Now, I'm all for stealing ... errrrr ... building on the ideas of others, but like many cartoonists I like to bring ideas from other media or industries and use them to take a fresh look at my own world. I needed a really great cartoon about something other than games ... something focussed on some different industry or hobby through whose eyes I could take a look at gaming and gamers.
My first thought was Dilbert. I mean, the one thing I have that none of the other gaming cartoonists do is experience working as a game designer (for the biggest company in the industry). I could do a satirical, cynical strip about what it's like to MAKE the games everyone plays. It could be biting, it could be hilarious ... it could get me punched in the nose by every person in the WotC office. Any satirist will tell you, never take aim at the people you have to live with. (Perhaps one day after I leave the world of game design I can do a strip about the experience ... but as long as I have to go into that office every morning, I'm keeping my distance from that particular subject.)
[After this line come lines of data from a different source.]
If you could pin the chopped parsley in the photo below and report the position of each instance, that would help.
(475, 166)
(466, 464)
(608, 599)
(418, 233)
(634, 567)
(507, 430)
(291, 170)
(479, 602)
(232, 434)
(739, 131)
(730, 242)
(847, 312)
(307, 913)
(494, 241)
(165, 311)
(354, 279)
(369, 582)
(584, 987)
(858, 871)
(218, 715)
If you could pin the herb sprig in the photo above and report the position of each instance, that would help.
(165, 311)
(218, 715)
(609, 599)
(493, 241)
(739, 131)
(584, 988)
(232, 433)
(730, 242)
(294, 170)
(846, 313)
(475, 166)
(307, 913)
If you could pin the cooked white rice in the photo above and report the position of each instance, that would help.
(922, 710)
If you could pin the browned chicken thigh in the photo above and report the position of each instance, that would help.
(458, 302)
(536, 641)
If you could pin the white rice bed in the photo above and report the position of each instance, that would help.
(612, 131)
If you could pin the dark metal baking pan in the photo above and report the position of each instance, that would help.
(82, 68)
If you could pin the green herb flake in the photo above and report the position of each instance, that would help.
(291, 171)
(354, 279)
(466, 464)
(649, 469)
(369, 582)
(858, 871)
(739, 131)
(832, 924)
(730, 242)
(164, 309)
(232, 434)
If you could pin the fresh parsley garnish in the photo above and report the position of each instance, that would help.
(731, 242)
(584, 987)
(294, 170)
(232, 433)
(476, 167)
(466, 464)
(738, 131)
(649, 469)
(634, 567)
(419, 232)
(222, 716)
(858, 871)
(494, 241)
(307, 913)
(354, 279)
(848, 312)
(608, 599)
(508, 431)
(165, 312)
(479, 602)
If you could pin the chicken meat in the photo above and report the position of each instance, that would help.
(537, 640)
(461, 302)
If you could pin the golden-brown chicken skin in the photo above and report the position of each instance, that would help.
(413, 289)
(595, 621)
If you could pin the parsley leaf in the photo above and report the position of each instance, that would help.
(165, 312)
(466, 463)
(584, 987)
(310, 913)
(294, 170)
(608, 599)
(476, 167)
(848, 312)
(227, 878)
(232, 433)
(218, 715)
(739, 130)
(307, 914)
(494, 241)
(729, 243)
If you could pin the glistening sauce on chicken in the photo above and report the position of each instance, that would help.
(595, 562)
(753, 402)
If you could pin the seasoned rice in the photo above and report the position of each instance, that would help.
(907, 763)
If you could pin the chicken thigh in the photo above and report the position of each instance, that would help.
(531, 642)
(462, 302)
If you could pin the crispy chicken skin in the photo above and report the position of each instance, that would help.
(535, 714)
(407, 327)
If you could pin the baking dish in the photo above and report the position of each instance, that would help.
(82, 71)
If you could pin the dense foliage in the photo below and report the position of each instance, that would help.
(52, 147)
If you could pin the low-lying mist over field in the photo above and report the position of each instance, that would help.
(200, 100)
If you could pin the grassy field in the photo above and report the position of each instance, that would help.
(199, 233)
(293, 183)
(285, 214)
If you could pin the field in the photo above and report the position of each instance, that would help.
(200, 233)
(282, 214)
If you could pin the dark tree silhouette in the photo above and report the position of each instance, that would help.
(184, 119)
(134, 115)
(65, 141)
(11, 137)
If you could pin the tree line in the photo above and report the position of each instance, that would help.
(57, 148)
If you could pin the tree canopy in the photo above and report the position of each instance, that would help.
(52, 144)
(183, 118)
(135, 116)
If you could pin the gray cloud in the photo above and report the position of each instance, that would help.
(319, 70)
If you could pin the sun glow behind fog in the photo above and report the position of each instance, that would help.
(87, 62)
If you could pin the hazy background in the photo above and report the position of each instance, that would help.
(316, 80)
Then it hit me .... Dateline: @!!?# ... Fred Hembeck's AMAZING comic about the comic book industry. Or, more correctly, about comic book characters. Every month Hembeck's cartoon alter ego would interview characters from Marvel, DC, and small press comics—interview them as though they were real people. Why not do that for the gaming industry? Interview the new D&D iconic characters, Great Cthulhu, and the other characters who served as the "front men" for their games. And to separate myself from Hembeck, whose interviewer was unfailingly polite (if often a bit too much of a "fanboy" for his own good), I could have my strip star a really obnoxious jerk ... the hyper-opinionated, know-it-all, rules lawyer of a gamer that we all know and hope we never have to share an event with again. Two parts Jerry Springer, one part Gilbert Godfrey, and a healthy dose of John Wick.
Great idea, if I do say so myself.
As it turns out, I pretty much failed utterly to keep to that simple concept. I let the strip wander into self-indulgent story telling rather than sticking to the theme. Still, I did get a few good strips out of it ... at least I think so. Maybe one day I'll get the urge to try this sort of thing again ... but I somehow doubt it. Even though I think the idea is solid, I never really felt comfortable being mean spirited about the characters and games I love.
Oh well.
But the Cthulhu strip STILL cracks me up. Maybe I'll make a t-shirt out of it one day!